Kirk, too, said many recognize that the lack of certified property appraisers is a definite “void” in the Knox County community.

“And that was always his exit strategy,” Kirk said.

Still, KCDC members seemed saddened — and even somewhat angsty — by his sudden departure.

KCDC board member and North Knox School Corp. Superintendent Darrel Bobe attempted to lighten the mood a bit by humbly offering to “be the guy who will say there is a little tension in the room,” to which everyone offered a slight chuckle.

Phegley also pointed out that Utt's departure from the KCDC would leave “a big gap” for Knox County officials to fill.

Greg Cardinal, another KCDC member, applauded Utt's efforts over the past five years. He was “one of us,” he said gesturing around the room.
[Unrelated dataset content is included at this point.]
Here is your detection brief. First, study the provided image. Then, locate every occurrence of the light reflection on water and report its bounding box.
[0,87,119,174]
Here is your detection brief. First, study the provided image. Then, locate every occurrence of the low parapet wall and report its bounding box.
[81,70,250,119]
He was a Knox County resident, so he “shared our passion” for seeing it succeed.

Utt's shoes, Cardinal agreed, would be big ones to fill.

His comments were echoed, too, by Kirk Bouchie, general manager of Vincennes Water Utilities, who said in all his years serving the KCDC, Utt was “the most engaged, the easiest to work with and felt the strongest about moving Knox County forward.”
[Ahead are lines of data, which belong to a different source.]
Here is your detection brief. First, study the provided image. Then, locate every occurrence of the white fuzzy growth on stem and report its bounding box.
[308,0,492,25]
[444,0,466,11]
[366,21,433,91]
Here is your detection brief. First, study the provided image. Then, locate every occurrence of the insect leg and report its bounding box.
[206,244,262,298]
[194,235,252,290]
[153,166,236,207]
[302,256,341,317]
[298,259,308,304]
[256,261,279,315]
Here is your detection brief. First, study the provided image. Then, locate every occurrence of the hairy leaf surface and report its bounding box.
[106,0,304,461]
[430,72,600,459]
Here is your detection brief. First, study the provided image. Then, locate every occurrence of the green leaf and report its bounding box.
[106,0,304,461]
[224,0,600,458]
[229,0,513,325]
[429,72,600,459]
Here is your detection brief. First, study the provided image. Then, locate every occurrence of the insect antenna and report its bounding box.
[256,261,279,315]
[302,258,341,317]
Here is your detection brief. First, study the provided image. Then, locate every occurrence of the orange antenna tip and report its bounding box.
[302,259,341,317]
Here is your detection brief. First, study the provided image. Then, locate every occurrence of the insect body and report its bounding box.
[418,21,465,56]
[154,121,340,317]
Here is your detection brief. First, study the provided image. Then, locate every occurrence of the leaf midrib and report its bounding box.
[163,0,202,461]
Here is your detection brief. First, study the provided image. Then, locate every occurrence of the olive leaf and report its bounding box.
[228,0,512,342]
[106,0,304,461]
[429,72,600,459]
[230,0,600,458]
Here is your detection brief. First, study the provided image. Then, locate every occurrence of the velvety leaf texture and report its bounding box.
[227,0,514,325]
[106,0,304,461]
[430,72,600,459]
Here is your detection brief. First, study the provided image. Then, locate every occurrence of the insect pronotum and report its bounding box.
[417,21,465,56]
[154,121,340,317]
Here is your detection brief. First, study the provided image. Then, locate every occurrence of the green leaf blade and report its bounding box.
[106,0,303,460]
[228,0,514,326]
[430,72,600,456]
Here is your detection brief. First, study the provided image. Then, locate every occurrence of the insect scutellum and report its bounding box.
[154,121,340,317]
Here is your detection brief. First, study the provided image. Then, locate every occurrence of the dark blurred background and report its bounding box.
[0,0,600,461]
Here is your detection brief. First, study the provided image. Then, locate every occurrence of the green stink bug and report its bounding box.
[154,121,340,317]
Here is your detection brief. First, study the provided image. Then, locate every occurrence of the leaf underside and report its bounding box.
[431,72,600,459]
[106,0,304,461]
And Don Villwock encouraged them all to put their thoughts down on paper.

“Is a resolution in order that this board (publicly) thank Kent for his service and a job well done?” he asked, to which the group nodded in agreement, putting the wheels in motion to have such a resolution drafted and (likely) approved at next month's meeting.

But regardless of why Utt left, the organization's leaders must now move forward with the task of finding his replacement.

Kirk said the executive committee has decided it in the KCDC's best interest to find someone to serve as interim director, that way they can take their time in finding a new, permanent CEO.

“And we'll lean on you to spread the word,” Kirk told the board of the interim position. “We feel like we do need to have an interim to keep the momentum we have going.”

“We have a 52-member board for a reason,” he said. “So if you know someone, someone who is maybe retired or somebody that only works part time, let us know.”

Kirk said the KCDC's goal is to give itself ample time to find a permanent replacement; officials would like, he added, to have someone on board come summer.

The organization will likely conduct a regional — if not nationwide — search, he said, and could lean hard on the Indiana Economic Development Corp. for help.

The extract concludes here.